We are reinforced in this conclusion by the fact that when these witnesses reported the incident to the police, they fingered the appellants as the suspects in the crime. They gave their names to Nyamira Police Station and as fate will have it, when PW4 was being discharged from Nyamira District Hospital the following day, he saw the 2nd appellant at the hospital gate and alerted his fellow riders. When they approached him, he ran to the Police Station. We doubt very much that the 2nd appellant’s dashing to the police station on seeing fellow riders approach him was an innocent act contrary to what he stated in his defence. Our view is that his defence was correctly dismissed as pure lies by the learned magistrate. He must have known that PW4 had recognized him during the robbery and alerted his co-riders and that is why on seeing them he ran for his dear life. If at all he was that innocent, he would have reasoned out with the other said riders. Afterall he was one of them.

Once arrested and subjected to interrogation 2nd appellant mentioned the 1st appellant. Through an informer, the 1st appellant was arrested and led the police to the recovery of the stolen motor bike. Can it be a mere coincidence that this appellant is mentioned as a suspect and when arrested, he leads the police to the recovery of the motor bike which is positively identified by the owner as the one which was stolen from PW2? We do not think so. Is it also a mere coincidence that this appellant in his defence talks of a person approaching and requesting him to go with him to Migori to retrieve a motor bike which motor bike turns out to be the one stolen from PW2 and by none other than the said appellant and his cohorts? We do not think so either.

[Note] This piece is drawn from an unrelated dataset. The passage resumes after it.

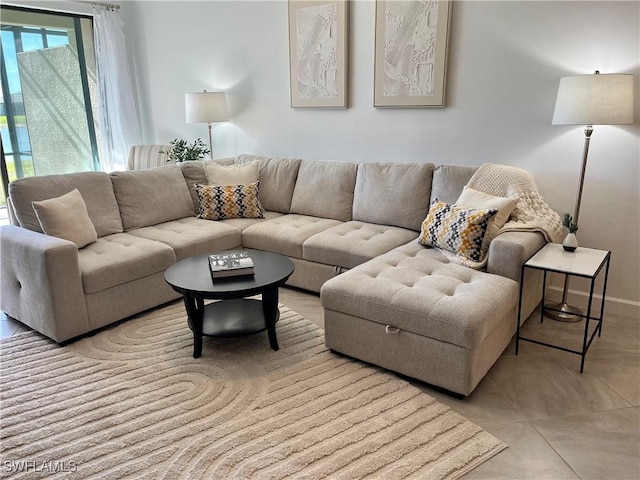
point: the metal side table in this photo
(585, 263)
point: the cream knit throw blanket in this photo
(531, 214)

Finally, from the P3 forms of these two witnesses, it is apparent that they all stated that they were assaulted and robbed by three men two or one of whom were known to them.

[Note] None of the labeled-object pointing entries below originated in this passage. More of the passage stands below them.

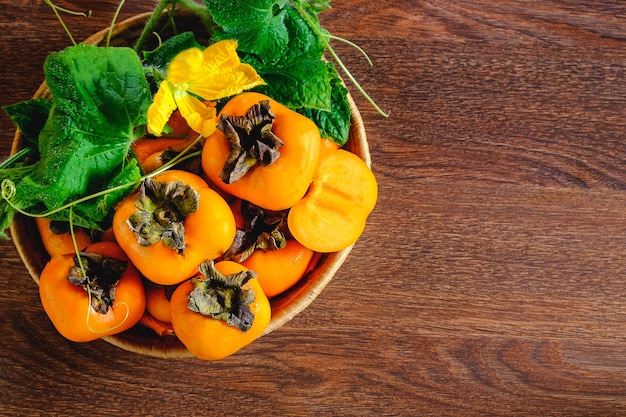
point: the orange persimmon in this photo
(242, 320)
(57, 241)
(332, 214)
(157, 303)
(275, 185)
(279, 269)
(149, 151)
(172, 224)
(115, 302)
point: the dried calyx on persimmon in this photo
(262, 229)
(223, 297)
(101, 275)
(161, 210)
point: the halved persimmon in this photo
(333, 213)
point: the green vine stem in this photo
(338, 60)
(115, 16)
(8, 190)
(56, 9)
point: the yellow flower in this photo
(211, 74)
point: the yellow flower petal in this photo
(200, 117)
(185, 67)
(224, 75)
(161, 109)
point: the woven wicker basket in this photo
(142, 340)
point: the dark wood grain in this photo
(490, 278)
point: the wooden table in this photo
(490, 279)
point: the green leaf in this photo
(315, 6)
(298, 84)
(100, 97)
(258, 26)
(163, 55)
(334, 124)
(29, 116)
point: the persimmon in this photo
(218, 312)
(279, 269)
(148, 150)
(157, 303)
(333, 213)
(262, 152)
(56, 237)
(109, 300)
(174, 223)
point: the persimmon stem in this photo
(89, 295)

In view of the foregoing we cannot fault the learned magistrate in her holding“… The evidence against the accused is overwhelming they have been identified positively. The (sic) led to the recovery of the bike failed (sic) to call the person who had brought the motor bike does not weaken the prosecution’s case…”. As stated already, we do not think that the conviction of the appellants turned on the doctrine of recent possession. Had that been the case, then perhaps the evidence of the person who purchased the motor bike would have been important to demonstrate whether the appellants, despite having disposed off the motor bike were still in physical or constructive possession of the same. This is also the essential witness the appellants allege was not called to testify. What we have said above sufficiently answers the complaint.

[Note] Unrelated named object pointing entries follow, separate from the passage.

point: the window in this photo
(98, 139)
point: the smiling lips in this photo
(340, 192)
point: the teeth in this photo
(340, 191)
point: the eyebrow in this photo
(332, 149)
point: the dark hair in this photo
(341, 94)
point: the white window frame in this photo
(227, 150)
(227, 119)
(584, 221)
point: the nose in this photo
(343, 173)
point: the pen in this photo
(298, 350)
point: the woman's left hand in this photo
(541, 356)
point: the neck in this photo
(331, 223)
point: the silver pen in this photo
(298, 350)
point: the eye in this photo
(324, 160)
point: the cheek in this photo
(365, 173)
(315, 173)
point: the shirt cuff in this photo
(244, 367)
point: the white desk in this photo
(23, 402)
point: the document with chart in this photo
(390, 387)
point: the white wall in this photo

The appellants also claim that the prosecution case was riddled with glaring contradictions and inconsistencies. We do not discern such contradictions. Even if there were, they were minor and did not go to the root of the prosecution case.

With regard to the alleged violation of their constitutional rights we think that what the appellants are saying is that upon arrest each one of them was detained in police custody for more than the time permitted by section 72(3) of the now repealed constitution which had required that a person charged with a capital offence be brought to court within fourteen days from the date of arrest. This requirement was not complied with in the circumstances of this case. As correctly submitted though by Mr. Mutai, this issue was never raised before the trial court. It is being raised in this court for the very first time knowing that the prosecution would have no chance to give any explanation. See James Githui Wathiaka & Another –vs- Republic, Criminal Appeal NO. 115 of 2007 (UR).

In our view, the appellants were rightly convicted and sentenced. We see no reason to interfere with the findings of the trial court. We therefore dismiss both appeals.

Judgment dated, signedanddelivered at Kisii this 20th day of May, 2011.